Hace ya mucho que salí de casa, aunque, sinceramente, desde donde estoy no es fácil llevar la cuenta. Las placas del tiempo se superponen de manera tan confusa en mi memoria que se me hace imposible distinguir el curso de los días. De las distintas caras con las que he posado en este plató de variedades, playa de oscuridades y epifanías, no sé cual es hoy la mía. En mi cabeza el tiempo es como una rueda en la que los empalmes de las horas han desaparecido, sus juntas se han oxidado por la corrosión salitrosa de los años, "cambio climático" como llaman ahora.

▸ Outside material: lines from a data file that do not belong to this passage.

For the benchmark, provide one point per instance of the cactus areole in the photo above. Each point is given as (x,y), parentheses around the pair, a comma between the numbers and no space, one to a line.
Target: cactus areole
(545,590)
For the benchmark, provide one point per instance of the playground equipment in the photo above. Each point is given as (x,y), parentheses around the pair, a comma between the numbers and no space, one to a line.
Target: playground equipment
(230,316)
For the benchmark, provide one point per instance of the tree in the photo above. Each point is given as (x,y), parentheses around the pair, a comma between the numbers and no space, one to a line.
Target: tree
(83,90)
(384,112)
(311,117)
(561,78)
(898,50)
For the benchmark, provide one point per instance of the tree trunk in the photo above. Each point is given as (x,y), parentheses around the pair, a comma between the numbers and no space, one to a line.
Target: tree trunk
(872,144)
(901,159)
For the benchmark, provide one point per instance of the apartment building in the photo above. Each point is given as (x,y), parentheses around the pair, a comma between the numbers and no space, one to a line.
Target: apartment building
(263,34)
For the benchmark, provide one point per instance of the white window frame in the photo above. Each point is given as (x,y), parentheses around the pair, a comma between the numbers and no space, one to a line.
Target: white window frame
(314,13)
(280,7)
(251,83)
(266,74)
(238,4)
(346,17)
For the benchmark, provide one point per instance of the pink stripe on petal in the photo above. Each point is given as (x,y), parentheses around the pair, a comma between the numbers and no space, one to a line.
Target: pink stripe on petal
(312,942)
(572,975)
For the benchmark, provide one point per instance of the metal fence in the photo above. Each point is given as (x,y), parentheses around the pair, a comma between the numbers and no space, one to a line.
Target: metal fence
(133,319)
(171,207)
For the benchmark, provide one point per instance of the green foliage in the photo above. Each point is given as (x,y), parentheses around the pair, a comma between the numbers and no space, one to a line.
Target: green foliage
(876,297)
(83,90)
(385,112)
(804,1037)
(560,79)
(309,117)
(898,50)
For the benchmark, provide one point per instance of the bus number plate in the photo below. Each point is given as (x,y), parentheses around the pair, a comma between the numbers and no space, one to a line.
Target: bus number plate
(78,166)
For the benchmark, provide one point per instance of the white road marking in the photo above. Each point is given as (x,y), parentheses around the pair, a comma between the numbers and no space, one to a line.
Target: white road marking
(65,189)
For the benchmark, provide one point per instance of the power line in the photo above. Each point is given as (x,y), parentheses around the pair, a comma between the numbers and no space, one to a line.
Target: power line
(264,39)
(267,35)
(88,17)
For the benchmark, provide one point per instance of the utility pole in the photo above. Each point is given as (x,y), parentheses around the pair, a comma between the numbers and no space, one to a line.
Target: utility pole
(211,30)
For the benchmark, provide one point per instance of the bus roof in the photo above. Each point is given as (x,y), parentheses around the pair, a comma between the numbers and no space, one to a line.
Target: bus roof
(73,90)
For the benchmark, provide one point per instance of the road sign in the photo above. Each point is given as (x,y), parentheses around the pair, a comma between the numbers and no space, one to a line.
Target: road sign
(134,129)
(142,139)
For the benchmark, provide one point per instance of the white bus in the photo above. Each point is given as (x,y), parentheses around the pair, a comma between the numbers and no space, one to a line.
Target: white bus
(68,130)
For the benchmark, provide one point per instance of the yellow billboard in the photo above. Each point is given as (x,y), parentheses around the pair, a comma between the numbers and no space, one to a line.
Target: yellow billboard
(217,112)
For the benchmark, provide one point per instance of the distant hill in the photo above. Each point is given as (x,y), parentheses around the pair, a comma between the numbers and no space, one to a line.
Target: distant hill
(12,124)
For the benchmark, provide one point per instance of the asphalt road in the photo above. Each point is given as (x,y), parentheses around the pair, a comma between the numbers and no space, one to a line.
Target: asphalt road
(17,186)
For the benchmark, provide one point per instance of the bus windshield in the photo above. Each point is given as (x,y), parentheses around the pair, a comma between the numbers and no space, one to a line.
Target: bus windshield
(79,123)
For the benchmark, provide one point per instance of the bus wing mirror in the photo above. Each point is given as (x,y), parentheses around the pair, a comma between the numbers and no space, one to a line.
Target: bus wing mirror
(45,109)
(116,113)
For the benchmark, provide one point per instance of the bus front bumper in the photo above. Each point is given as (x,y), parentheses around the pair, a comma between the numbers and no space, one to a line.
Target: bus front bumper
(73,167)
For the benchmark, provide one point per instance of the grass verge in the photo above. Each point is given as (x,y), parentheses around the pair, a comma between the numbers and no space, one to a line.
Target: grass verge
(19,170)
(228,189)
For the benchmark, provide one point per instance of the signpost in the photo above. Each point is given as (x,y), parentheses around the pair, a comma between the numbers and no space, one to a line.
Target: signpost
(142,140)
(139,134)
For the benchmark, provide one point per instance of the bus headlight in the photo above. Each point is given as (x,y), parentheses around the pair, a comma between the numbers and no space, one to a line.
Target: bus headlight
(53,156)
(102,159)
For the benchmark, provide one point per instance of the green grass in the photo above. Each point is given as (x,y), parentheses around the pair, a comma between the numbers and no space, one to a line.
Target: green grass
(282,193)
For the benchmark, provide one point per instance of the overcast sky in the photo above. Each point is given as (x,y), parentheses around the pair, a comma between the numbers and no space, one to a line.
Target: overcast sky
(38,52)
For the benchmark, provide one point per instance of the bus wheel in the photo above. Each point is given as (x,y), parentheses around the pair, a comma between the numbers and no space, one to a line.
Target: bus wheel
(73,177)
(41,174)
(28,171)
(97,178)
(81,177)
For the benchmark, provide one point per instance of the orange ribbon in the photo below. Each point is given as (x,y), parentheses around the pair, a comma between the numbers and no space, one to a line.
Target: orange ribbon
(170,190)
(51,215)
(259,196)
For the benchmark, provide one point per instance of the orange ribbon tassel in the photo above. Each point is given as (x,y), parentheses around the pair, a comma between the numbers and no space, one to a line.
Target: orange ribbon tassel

Tanto el ayer como el futuro, el pasado como el ahora para mí son una misma cosa. Entre el principio y el fin no percibo diferencia alguna. Lo que de verdad me importa, no es la turbulencia casual y concreta del momento, sino la inmanente trascendencia del continuo fluir de la vida. Sumergido como estoy en la nada, paso de la accidentalidad temporal de los acontecimientos, y tan sólo me interesa de este mundo la infinita realidad de su existencia.
Y si, yo en estos momentos, me entretengo en evocar aquí este sentimiento de ahondamiento en el abismo de este instante, se debe tan sólo a una preocupación que emerge del naufragio en donde estoy ahogado:
“No es justo que vida y muerte sean la misma cosa, o ¿acaso sea eso la trascendencia?”.